JavaScript, Emscripten, and the Atom D2700
Lately I've been doing some work with Emscripten. As predicted, the quality of Emscripten's generated code is improving and JITs are learning to understand its generated code. I have high hopes for asm.js, a formalization of high-performance, low-level JavaScript. I now believe it's conceivable that Emscripten could approach the same level of performance as PNaCl, though whether that happens remains to be seen.
However, having a rough understanding of how today's JavaScript JITs work, I've always wondered whether Emscripten-generated code would be especially penalized relative to native code on an in-order core like Intel Atom. Having recently built an Intel Atom home server, I figured I'd update my recent Emscripten skinning benchmark results and find out.
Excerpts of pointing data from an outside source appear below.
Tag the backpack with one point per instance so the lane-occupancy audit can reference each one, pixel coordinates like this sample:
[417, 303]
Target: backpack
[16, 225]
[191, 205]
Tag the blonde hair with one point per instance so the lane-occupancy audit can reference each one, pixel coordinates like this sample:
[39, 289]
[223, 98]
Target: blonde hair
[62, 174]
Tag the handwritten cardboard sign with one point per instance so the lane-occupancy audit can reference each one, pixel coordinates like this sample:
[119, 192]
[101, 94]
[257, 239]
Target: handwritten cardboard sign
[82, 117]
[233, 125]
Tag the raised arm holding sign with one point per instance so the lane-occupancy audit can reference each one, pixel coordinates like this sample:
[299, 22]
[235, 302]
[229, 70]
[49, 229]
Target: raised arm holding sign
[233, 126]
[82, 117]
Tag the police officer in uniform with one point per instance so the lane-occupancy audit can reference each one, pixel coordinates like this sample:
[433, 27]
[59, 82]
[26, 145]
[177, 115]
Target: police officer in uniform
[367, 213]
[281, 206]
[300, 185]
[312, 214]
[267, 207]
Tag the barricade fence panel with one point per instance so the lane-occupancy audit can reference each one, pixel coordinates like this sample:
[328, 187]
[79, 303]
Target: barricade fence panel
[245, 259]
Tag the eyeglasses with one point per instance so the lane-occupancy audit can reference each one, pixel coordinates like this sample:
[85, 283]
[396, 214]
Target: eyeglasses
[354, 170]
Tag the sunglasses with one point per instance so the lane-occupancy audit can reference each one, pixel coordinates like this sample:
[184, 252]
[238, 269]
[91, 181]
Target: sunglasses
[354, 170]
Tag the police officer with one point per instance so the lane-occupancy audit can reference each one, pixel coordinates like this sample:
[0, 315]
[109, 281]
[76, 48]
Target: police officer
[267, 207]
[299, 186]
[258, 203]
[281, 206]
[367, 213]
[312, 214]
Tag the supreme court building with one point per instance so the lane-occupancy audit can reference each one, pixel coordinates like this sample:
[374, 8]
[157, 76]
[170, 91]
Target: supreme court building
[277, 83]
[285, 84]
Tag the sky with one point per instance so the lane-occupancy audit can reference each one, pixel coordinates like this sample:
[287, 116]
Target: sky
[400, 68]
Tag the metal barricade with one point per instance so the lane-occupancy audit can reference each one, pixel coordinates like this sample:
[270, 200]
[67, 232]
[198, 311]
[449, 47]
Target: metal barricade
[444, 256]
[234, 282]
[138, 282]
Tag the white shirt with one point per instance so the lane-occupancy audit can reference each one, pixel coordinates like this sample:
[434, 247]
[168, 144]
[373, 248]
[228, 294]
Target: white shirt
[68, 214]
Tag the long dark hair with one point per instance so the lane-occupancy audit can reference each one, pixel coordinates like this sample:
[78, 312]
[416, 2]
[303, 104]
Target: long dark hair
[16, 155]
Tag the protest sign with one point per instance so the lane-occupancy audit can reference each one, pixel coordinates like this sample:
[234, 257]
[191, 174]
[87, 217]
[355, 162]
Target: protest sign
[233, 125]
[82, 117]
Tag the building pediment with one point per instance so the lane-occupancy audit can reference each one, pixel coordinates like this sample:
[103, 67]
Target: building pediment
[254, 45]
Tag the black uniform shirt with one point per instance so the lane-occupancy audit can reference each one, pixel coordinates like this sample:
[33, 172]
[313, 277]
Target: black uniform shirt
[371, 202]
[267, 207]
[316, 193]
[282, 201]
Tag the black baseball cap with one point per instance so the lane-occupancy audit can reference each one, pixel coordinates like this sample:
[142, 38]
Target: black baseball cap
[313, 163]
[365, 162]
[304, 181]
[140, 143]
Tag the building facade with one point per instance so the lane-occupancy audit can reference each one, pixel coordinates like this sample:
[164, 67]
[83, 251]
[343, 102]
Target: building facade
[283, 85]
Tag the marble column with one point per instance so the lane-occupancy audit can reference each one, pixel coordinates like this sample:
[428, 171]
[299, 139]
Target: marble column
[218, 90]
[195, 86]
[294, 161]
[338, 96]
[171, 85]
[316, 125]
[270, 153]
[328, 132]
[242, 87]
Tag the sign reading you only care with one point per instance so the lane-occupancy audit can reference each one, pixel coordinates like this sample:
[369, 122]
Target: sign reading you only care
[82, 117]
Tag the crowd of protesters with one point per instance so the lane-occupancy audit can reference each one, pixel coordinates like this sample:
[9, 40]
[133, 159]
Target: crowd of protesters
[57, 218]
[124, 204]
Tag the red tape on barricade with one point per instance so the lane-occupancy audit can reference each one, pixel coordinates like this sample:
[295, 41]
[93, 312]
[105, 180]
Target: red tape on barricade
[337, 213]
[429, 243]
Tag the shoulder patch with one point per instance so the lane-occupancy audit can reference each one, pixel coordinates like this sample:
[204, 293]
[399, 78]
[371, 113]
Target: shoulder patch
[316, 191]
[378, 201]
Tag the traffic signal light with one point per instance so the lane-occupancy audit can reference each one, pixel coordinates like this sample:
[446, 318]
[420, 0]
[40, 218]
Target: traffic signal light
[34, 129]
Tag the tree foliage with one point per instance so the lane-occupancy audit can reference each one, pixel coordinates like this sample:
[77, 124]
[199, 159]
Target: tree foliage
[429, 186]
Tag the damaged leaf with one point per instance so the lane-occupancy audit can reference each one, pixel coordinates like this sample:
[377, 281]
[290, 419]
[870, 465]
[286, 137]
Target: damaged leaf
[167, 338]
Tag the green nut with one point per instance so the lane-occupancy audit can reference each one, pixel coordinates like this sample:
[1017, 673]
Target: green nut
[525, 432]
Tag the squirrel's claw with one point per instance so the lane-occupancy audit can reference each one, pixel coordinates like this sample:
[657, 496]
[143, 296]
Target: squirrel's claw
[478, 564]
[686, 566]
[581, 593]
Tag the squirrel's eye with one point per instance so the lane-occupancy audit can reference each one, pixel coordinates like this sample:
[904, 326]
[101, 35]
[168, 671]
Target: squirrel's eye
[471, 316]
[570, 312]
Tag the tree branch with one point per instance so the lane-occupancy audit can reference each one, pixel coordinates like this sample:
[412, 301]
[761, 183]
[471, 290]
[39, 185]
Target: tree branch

First I'll describe the hardware. The CPU is an Atom D2700 on the Intel D2700DC board. 1066 MHz DDR3 memory. Two cores hyperthreaded. Running Ubuntu 12.04 Server. Firefox and Chromium packages are stock. Node.js and clang 3.1 are x64 Linux binaries downloaded from their respective websites. Emscripten is commit 26250471b46a68204711f037f33790bfb4ba37c7 in the master branch.
Now the results. Remember there are three JavaScript implementations: hand-written JS with untyped arrays and objects "untyped", hand-written JS with typed arrays "typed arrays", and Emscripten-compiled C++ "scalar". Emscripten's compiler was invoked with -O1. I saw significant performance drop-offs with -O2 and -O3.
Language | Compiler | Variant | Vertex Rate | Slowdown |
---|---|---|---|---|
C++ | gcc 4.6.3 -O3 | SSE | 24040000 | 1 |
C++ | clang 3.1 -O3 | SSE | 22530000 | 1.07 |
C++ | gcc 4.6.3 -O3 | scalar | 18730000 | 1.28 |
C++ | clang 3.1 -O3 | scalar | 13040000 | 1.84 |
JavaScript | Chromium 20.0 | untyped | 3150000 | 7.63 |
JavaScript | Firefox 17 | typed arrays | 2437562 | 9.86 |
JavaScript | Firefox 17 | untyped | 1084577 | 22.2 |
Emscripten | Firefox 17 | scalar | 944333 | 25.5 |
JavaScript | Chromium 20.0 | typed arrays | 807577 | 29.8 |
Emscripten | node 0.8.14 | scalar | 679802 | 35.4 |
Emscripten | Chromium 20.0 | scalar | 677966 | 35.5 |
Based on the previous benchmark results and my recent experience with Emscripten, it appears that JavaScript JITted code indeed has a penalty relative native code on in-order cores, or at least the Atom D2700.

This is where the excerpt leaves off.